Most runners track distance: "I ran 10K today." But the real question is: how many minutes of that run were spent at the intensity that triggers the specific adaptation you need? This is exposure time — and it is arguably the most important metric in structured training.
Each workout type targets a specific physiological system. What matters is time at that stimulus:
A workout of 5 x 1000m at I-pace accumulates about 17-20 minutes at VO2max intensity. That is enough to trigger adaptation. Running a single 5K time trial would provide similar stimulus but with much more fatigue, longer recovery, and higher injury risk. Intervals are efficient exposure.
More exposure is not always better.
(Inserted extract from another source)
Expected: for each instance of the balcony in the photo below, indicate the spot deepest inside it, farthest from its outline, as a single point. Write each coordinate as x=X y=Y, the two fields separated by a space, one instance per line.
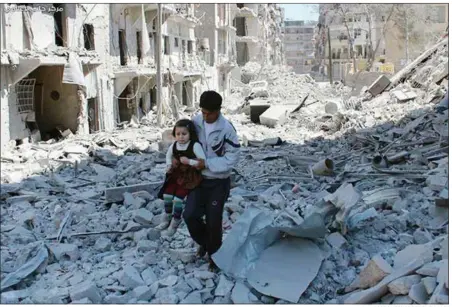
x=225 y=63
x=224 y=25
x=247 y=39
x=245 y=12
Research shows that beyond about 15 minutes of VO2max stimulus per session, additional intervals add fatigue without proportional benefit. Similarly, tempo runs beyond 40 minutes at T-pace risk overreaching. Quality thresholds exist for each workout type.
In your training plan, each workout specifies an exposure target. When you complete and log a workout, we calculate your actual exposure time based on your pace data. This tells you whether you hit the right stimulus — independent of total distance or time.
Exposure time is the total minutes spent at the target training stimulus (threshold, VO2max, etc). It matters more than total workout distance. 20 min at T-pace beats 60 min of gray zone running.